Hakoah-Fußballteam 1926 auf Dach in Chicago mit Max Gold, Bela Guttmann und Max Häusler, historische Mannschaftsaufnahme

L’équipe du Hakoah pose sur un toit à Chicago en 1926. Max Gold (assis, 5e de g.), Bela Guttmann (debout 1er de dr.), Max Häusler (debout 6e de dr.). Photo: Jüdisches Museum Wien, Albums Hakoah/Max Gold. Inventarnummer 13796.

C’est l’intellectuel juif allemand Walter Benjamin qui rédige au printemps 1940 ces réflexions „sur le concept d’histoire“. Ce philosophe s’était dressé contre le nationalisme et le fascisme, contre le national-socialisme qui l’a persécuté, l’a obligé à fuir sa patrie et l’a poussé au suicide en septembre 1940.

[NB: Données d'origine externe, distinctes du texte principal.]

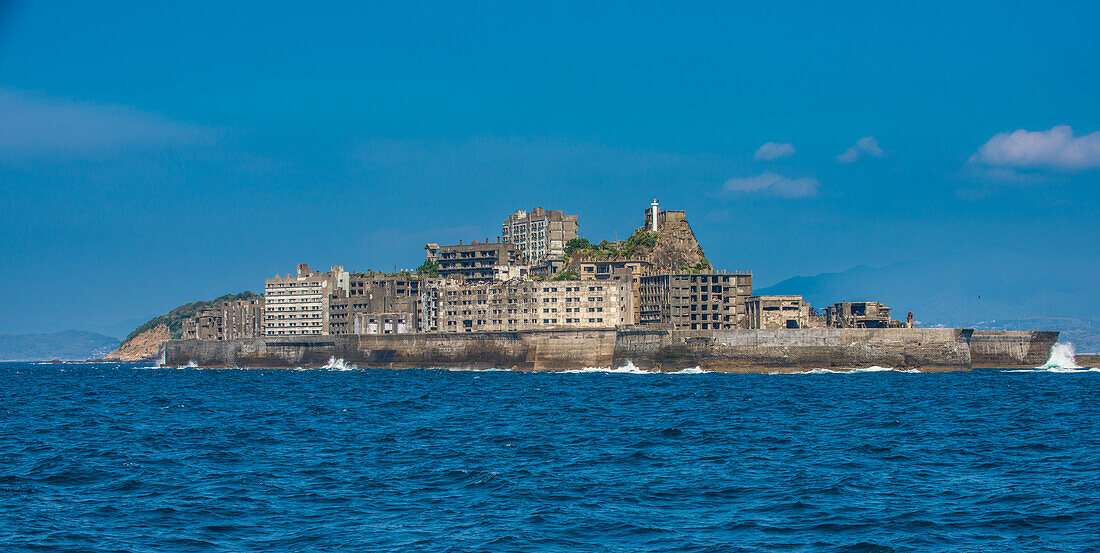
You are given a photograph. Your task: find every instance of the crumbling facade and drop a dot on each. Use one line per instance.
(530, 305)
(694, 300)
(860, 314)
(298, 305)
(778, 312)
(376, 305)
(474, 262)
(540, 233)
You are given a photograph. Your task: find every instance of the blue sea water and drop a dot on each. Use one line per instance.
(109, 457)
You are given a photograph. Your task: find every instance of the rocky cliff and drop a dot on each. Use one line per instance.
(675, 247)
(672, 247)
(143, 346)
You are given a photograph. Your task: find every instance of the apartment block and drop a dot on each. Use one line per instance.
(859, 314)
(299, 305)
(375, 305)
(531, 305)
(539, 233)
(778, 312)
(474, 262)
(694, 300)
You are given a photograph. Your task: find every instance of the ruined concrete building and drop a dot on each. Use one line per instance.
(227, 320)
(540, 233)
(376, 305)
(476, 262)
(530, 305)
(860, 314)
(659, 277)
(778, 312)
(296, 305)
(694, 300)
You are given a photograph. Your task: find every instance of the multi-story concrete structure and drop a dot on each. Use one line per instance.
(242, 318)
(375, 305)
(474, 262)
(531, 305)
(227, 320)
(778, 312)
(296, 305)
(859, 314)
(540, 233)
(206, 324)
(694, 300)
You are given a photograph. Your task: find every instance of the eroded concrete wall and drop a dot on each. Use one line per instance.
(757, 351)
(1011, 349)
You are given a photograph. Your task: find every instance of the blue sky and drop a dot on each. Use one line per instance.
(155, 154)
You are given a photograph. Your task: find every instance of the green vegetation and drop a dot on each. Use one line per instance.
(639, 239)
(175, 318)
(607, 250)
(575, 245)
(429, 269)
(702, 266)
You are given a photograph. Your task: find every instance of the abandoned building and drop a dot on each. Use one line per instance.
(530, 305)
(474, 262)
(694, 300)
(860, 314)
(296, 305)
(539, 233)
(516, 284)
(778, 312)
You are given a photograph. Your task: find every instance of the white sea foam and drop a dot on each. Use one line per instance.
(692, 371)
(628, 368)
(340, 364)
(872, 368)
(1062, 358)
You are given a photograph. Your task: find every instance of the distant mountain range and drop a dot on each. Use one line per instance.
(70, 344)
(997, 287)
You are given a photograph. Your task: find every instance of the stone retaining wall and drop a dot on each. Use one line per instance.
(737, 351)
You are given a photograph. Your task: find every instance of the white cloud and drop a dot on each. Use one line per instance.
(33, 125)
(773, 151)
(772, 185)
(1056, 150)
(867, 145)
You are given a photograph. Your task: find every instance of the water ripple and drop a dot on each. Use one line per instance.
(125, 459)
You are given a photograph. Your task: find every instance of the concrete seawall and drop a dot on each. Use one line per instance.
(1011, 349)
(735, 351)
(755, 351)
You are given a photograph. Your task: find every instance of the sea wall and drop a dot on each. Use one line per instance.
(778, 351)
(736, 351)
(1011, 349)
(527, 351)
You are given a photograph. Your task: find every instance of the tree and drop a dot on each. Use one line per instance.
(576, 244)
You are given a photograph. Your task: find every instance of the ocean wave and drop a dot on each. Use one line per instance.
(846, 371)
(340, 364)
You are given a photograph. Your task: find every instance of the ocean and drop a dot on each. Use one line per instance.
(123, 457)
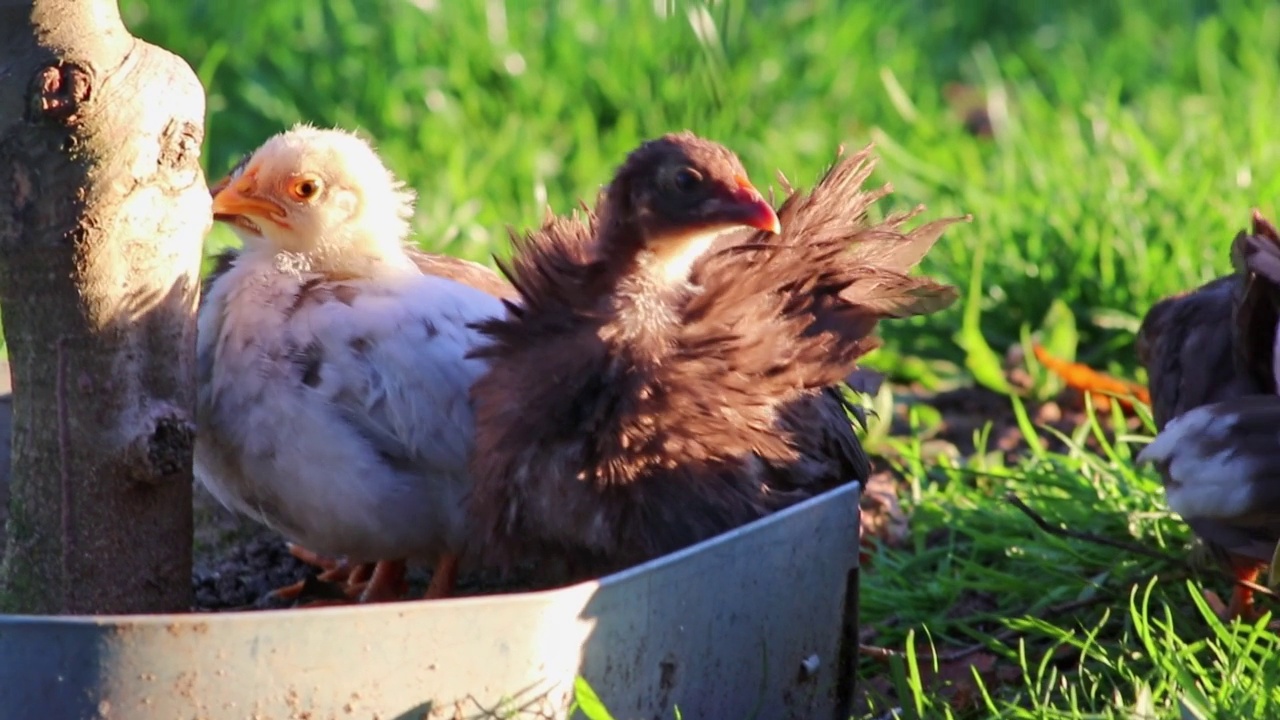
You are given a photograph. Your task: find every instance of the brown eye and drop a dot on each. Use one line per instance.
(305, 188)
(686, 180)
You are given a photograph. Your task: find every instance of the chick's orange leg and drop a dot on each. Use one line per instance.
(444, 578)
(1242, 597)
(387, 583)
(332, 572)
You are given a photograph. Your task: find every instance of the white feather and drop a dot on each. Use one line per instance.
(1208, 478)
(371, 461)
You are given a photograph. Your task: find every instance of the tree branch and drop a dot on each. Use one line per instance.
(103, 214)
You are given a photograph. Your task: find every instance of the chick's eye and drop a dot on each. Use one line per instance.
(686, 180)
(305, 188)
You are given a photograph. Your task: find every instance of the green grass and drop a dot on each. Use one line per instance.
(1133, 142)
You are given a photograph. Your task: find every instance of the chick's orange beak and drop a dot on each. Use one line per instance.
(752, 209)
(238, 197)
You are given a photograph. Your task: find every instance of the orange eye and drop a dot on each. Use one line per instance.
(305, 188)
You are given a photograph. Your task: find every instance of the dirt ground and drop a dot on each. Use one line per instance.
(237, 561)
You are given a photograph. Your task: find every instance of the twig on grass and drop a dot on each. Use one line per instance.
(1002, 636)
(1127, 546)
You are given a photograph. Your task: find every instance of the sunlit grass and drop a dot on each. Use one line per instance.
(1132, 141)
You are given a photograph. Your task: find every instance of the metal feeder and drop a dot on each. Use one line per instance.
(760, 621)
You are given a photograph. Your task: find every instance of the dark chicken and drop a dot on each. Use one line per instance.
(1211, 364)
(645, 393)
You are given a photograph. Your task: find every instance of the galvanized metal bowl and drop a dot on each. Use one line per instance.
(760, 621)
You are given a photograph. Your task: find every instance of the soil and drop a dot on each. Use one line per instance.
(237, 561)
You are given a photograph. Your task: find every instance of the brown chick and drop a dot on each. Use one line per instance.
(647, 395)
(1208, 356)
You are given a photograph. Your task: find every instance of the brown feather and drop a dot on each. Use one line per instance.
(1214, 347)
(607, 450)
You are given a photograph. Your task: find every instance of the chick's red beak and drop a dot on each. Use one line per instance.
(240, 199)
(749, 208)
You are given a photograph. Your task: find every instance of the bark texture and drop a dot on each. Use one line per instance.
(103, 213)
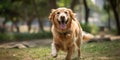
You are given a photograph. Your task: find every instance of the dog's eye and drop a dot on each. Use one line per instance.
(58, 12)
(65, 12)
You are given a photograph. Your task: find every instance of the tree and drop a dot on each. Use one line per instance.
(86, 11)
(114, 5)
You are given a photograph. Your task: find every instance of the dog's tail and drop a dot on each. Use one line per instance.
(87, 36)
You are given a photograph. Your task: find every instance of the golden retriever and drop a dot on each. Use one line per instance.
(67, 32)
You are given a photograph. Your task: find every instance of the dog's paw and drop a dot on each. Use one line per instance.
(54, 55)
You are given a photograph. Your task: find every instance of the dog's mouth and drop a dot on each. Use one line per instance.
(63, 23)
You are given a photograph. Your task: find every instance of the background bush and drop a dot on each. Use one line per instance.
(24, 36)
(90, 28)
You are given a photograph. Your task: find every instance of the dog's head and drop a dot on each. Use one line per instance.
(61, 17)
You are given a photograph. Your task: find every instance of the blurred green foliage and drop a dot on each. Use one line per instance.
(90, 28)
(24, 36)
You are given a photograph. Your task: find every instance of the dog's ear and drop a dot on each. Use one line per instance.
(52, 15)
(72, 15)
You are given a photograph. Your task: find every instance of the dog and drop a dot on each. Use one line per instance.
(67, 32)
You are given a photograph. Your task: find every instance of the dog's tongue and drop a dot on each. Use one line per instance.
(63, 26)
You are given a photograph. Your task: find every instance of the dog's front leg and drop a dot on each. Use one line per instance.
(69, 53)
(54, 50)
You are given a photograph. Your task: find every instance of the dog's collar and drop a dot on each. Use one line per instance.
(65, 33)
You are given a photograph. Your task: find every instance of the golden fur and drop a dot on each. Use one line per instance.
(67, 35)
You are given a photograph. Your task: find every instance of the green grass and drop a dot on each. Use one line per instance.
(90, 51)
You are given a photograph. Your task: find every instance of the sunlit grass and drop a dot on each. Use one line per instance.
(90, 51)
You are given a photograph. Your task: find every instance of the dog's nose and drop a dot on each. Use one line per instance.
(62, 17)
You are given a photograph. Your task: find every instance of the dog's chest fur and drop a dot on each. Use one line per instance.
(66, 41)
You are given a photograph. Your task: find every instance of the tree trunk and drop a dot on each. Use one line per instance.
(53, 5)
(73, 3)
(86, 11)
(37, 15)
(113, 5)
(15, 24)
(109, 21)
(81, 3)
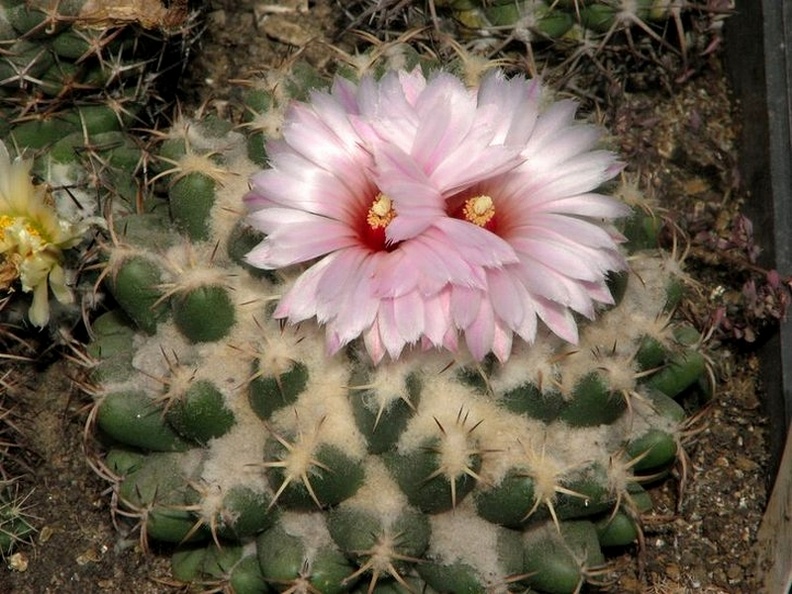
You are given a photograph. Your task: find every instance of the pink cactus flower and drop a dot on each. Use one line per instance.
(426, 210)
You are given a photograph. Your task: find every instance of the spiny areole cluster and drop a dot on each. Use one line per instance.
(273, 466)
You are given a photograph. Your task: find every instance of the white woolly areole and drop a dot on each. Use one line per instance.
(310, 528)
(379, 494)
(233, 460)
(323, 412)
(460, 535)
(228, 209)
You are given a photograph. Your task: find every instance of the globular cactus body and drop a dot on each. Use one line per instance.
(332, 474)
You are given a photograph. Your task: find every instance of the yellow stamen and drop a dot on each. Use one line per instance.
(381, 212)
(6, 221)
(479, 210)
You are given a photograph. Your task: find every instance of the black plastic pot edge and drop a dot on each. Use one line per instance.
(759, 61)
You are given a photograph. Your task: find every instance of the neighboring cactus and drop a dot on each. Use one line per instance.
(75, 77)
(275, 466)
(579, 40)
(58, 51)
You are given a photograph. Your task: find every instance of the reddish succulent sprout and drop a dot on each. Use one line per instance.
(428, 210)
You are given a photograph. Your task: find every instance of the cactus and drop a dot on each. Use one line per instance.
(56, 52)
(76, 78)
(272, 465)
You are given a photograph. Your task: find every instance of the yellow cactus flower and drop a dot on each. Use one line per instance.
(32, 238)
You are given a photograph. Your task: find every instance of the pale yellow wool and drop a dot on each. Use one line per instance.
(379, 494)
(310, 528)
(228, 207)
(234, 460)
(460, 535)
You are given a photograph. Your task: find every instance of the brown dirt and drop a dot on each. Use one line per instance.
(681, 146)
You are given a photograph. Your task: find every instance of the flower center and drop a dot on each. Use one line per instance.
(381, 212)
(7, 221)
(378, 217)
(479, 210)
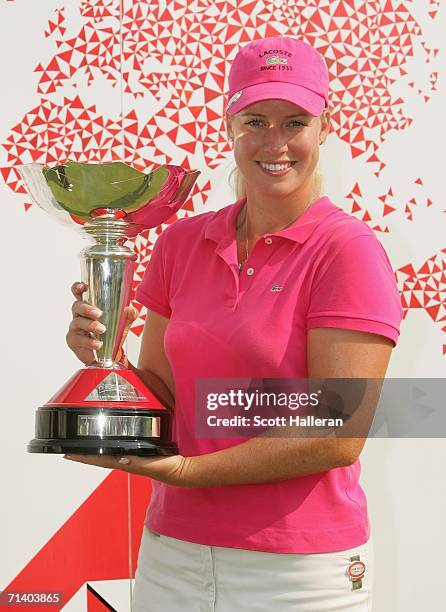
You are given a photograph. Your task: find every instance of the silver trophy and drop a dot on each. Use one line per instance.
(105, 408)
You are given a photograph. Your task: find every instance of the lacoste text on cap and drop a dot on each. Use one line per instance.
(279, 68)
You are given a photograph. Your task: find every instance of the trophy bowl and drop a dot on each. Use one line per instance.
(106, 408)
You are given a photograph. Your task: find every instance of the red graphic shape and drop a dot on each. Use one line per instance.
(93, 543)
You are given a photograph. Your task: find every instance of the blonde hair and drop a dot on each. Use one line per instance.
(237, 182)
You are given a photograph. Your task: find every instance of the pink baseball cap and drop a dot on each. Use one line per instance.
(278, 68)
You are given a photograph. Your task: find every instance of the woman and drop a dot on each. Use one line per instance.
(281, 284)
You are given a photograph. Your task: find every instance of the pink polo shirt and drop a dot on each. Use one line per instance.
(333, 272)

Ma deuxième conférence sur l’histoire de la Jeunesse Esch pendant la Seconde Guerre mondiale, tenue le 25 novembre 2025 à la buvette du Stade de la Frontière, partait de la nécessité de raconter une de ces histoires oubliées. L’histoire d’un joueur de football des années 1920, d’un entraîneur au parcours international qui en 1938 a dû quitter son pays natal, l’Autriche, annexée par l’Allemagne nazie. Il a dû fuir les persécutions par les nazis qui le définissaient comme „Juif“ en vertu des lois raciales de Nuremberg promulguées en 1935. Je parle de Max Gold, entraîneur de la Jeunesse Esch en 1938/1939, déjà présenté lors de ma première conférence sur la tournée de la Jeunesse Esch en Lituanie et en Pologne de juin 1939.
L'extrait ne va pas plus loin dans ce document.